7) Foglamp.dev (AI agents): Add quality checks and evaluations: Score production traffic using code checks and LLM judges, and monitor pass rates (the site highlights production scoring and evals).
8) Foglamp.dev (AI agents): Configure alerts: Set threshold rules on cost, latency, and error rate to catch regressions before users do.
9) FogLAMP (IIoT): Install prerequisites (Debian/Ubuntu example): Install common build/runtime dependencies mentioned in the sources (examples include: `avahi-daemon`, `curl`, `cmake`, `g++`, `make`, `build-essential`, `autoconf`, `automake`, `uuid-dev`, `libtool`, `libboost-dev`, `libpq-dev`, `libssl-dev`, `libz-dev`, `python3-dev`, `python3-pip`, `postgresql`, `sqlite3`, `libsqlite3-dev`). Use `sudo` as needed.
10) FogLAMP (IIoT): Avoid interactive Kerberos prompts (optional): If installing `krb5-user`, set `DEBIAN_FRONTEND=noninteractive` to avoid interactive KDC questions during installation, as shown in the sources.
11) FogLAMP (IIoT): Build FogLAMP from source: Clone the FogLAMP repository, then run `make` in the top-level directory to build.
12) FogLAMP (IIoT): Install FogLAMP and set FOGLAMP_ROOT: Run `make install` (or `sudo make install` if required). Then set the `FOGLAMP_ROOT` environment variable to the installation path (default noted as `/usr/local/foglamp`).
13) FogLAMP (IIoT): Run from the development tree (alternative): Instead of installing, you can run from the development tree by setting the required environment variable described in the sources (the docs indicate a single environment variable is needed, based on your clone base directory).
14) FogLAMP (IIoT): Install via package manager (developer toolkit option): Configure the Dianomic Systems package repository (if not already configured) and install packages such as `foglamp-dev` using `apt`. The sources recommend matching the toolkit version to the FogLAMP version you run.
15) FogLAMP (IIoT): Start with PostgreSQL (optional): If you want PostgreSQL storage, install the PostgreSQL package explicitly before starting FogLAMP (as noted in the sources).
16) FogLAMP (IIoT): Develop or install plugins: Use South plugins to ingest data from devices and North plugins to send data to destinations.

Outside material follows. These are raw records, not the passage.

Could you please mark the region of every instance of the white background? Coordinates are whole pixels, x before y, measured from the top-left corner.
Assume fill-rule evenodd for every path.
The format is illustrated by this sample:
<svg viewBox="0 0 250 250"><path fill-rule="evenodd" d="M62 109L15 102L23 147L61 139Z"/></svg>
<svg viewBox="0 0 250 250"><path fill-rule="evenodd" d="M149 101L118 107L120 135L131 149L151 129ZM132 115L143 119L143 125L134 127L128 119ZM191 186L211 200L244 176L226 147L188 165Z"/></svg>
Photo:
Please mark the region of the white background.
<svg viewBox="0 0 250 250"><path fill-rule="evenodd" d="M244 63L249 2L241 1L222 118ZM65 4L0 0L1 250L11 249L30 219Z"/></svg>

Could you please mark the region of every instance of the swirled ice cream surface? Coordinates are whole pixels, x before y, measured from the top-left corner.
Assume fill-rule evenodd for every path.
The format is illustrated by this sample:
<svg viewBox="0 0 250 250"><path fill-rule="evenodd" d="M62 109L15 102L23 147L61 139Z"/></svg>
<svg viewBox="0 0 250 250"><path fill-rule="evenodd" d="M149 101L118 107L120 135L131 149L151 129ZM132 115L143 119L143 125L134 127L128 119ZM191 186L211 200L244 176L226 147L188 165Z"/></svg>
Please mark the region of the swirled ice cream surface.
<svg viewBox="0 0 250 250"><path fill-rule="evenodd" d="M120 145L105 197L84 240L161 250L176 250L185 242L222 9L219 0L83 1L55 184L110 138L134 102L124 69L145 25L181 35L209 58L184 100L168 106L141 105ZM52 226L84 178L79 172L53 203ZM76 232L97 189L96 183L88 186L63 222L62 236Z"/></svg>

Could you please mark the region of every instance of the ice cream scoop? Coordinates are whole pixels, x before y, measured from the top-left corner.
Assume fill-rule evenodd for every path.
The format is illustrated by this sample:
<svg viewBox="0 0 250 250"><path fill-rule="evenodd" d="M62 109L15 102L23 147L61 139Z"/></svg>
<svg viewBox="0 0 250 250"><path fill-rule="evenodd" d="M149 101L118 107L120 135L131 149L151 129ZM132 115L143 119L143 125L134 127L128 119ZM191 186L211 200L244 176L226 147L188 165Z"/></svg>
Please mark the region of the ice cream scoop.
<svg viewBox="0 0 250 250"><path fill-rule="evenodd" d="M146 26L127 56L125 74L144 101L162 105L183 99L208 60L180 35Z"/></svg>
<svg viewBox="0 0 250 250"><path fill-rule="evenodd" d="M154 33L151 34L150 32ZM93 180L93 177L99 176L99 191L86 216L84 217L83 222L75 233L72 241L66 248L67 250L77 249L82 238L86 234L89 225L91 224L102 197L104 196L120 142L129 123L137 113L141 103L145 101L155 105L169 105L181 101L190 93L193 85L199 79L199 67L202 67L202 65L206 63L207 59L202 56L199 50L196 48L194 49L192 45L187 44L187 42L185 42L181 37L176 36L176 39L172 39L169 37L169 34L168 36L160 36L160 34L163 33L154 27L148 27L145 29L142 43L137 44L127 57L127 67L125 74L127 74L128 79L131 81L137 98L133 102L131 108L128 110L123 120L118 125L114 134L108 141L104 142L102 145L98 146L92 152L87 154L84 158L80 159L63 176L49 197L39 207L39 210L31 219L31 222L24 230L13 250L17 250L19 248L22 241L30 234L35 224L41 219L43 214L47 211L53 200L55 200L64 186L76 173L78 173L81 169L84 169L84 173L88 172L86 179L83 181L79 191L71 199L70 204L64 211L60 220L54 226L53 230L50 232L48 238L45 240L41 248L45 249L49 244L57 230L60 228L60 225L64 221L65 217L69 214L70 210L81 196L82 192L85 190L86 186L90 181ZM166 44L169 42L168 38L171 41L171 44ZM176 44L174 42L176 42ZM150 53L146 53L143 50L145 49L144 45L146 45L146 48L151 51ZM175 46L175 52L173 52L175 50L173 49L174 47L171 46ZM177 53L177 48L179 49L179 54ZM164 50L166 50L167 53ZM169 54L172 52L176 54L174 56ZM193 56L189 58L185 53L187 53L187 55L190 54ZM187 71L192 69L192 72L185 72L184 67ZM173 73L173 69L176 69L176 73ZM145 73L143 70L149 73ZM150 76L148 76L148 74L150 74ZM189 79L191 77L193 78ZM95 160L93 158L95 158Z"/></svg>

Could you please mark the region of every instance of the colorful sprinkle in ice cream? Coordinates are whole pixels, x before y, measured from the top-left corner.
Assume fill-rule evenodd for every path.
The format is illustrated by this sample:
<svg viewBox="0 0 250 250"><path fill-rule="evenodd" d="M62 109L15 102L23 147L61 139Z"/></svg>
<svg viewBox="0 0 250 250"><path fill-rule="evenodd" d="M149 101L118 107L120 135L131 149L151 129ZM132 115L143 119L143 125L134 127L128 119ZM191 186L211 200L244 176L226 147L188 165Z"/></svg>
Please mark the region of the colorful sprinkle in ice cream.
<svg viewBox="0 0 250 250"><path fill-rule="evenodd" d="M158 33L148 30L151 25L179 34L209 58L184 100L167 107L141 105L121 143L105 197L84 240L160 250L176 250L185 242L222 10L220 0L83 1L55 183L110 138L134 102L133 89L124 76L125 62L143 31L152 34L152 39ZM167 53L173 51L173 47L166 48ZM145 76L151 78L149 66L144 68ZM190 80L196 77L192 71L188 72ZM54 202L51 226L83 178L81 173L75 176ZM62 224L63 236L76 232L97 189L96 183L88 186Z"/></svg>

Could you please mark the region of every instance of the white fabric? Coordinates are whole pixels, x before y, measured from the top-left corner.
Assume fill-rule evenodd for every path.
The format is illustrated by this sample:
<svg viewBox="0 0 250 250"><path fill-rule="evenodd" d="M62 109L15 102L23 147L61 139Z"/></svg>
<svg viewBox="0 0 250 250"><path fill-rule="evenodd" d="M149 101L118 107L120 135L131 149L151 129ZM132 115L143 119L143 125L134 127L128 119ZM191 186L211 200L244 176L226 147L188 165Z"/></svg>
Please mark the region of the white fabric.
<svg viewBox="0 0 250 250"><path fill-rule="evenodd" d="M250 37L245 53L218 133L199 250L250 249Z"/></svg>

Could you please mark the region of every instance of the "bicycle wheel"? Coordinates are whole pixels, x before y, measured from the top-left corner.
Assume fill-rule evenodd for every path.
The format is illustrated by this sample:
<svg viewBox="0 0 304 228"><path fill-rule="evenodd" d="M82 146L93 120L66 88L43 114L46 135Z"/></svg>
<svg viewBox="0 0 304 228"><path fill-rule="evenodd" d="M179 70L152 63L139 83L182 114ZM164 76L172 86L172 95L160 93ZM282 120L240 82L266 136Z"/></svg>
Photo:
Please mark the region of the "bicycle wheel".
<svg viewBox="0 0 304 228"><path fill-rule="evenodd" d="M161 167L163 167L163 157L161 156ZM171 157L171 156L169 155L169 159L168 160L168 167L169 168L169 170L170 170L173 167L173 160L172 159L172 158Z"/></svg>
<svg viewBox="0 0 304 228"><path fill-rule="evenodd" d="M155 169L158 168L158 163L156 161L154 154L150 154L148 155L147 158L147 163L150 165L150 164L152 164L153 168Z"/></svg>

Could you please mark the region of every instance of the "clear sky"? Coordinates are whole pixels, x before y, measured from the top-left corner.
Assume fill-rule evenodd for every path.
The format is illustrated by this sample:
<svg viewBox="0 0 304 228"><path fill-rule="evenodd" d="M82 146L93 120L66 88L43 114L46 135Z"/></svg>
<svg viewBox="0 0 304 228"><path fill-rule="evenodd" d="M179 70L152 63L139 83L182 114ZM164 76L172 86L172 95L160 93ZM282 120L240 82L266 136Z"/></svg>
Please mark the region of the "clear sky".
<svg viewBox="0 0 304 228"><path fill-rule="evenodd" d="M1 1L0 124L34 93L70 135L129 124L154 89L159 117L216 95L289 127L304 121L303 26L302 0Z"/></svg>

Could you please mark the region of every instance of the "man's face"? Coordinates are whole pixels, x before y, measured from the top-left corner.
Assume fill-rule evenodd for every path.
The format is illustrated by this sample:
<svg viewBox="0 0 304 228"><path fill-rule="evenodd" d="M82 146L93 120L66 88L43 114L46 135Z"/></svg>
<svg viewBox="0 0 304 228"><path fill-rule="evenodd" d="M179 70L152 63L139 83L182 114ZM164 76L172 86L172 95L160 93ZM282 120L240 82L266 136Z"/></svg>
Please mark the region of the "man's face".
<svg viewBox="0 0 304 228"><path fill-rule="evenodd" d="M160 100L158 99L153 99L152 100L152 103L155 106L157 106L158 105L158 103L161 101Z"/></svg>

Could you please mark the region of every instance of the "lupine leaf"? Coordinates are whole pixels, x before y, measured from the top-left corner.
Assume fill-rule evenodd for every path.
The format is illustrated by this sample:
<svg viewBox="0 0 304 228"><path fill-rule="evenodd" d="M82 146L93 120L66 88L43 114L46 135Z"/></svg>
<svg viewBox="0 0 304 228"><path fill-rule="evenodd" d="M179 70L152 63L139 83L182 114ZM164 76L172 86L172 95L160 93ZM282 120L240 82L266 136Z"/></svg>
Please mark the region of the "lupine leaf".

Plugins can be written in Python or C/C++. For C/C++ plugin builds, the sources note headers/libraries are typically in `/usr/include/foglamp` and `/usr/lib/foglamp`.
17) FogLAMP GUI (optional): Run the GUI in development mode: In the `foglamp-gui` directory, run `yarn install && yarn start` (or `yarn start --host <ip_address>` to access from another machine). Then open `http://localhost:4200/` (or `http://<ip_address>:4200/`).

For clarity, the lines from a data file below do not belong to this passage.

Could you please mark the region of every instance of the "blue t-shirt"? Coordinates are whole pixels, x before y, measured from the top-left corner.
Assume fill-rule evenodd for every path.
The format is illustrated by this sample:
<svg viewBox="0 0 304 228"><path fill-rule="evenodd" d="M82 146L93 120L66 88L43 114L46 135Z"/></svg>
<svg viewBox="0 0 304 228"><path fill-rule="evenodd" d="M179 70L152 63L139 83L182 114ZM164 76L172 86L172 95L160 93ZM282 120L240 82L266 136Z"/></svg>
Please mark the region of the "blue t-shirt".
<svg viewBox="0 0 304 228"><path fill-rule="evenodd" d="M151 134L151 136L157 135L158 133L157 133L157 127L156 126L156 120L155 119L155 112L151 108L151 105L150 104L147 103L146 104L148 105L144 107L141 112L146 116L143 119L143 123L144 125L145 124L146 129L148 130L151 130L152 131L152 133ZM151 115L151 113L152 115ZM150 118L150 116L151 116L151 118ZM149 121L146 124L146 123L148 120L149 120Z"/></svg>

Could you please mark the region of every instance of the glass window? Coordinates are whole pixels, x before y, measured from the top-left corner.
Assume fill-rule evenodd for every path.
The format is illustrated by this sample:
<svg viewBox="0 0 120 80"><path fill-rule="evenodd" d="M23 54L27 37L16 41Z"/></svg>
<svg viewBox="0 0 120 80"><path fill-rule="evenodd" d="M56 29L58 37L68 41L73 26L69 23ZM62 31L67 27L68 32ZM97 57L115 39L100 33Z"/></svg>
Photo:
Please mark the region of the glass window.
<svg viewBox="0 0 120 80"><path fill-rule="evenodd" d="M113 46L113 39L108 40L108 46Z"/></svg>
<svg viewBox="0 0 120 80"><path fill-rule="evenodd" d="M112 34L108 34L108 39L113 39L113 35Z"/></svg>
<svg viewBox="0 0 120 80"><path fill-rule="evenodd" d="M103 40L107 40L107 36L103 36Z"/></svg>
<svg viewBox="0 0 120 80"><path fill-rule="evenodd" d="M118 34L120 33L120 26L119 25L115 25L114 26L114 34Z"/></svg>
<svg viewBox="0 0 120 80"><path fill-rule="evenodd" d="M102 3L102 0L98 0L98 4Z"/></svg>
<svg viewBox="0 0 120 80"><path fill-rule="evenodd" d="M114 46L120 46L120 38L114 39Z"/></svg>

18) FogLAMP GUI (optional): Build and deploy the GUI: Run `./build --clean-start` to create build artifacts in `dist/`. Deploy by copying `dist/` to the target machine and serving via nginx; the sources mention using a provided `nginx.conf` and ensuring nginx (or nginx-light) is installed.

Foglamp FAQs

Foglamp is an observability tool for AI agents that lets you see the cost, latency, and quality of LLM calls, helping you catch bad outputs before users do.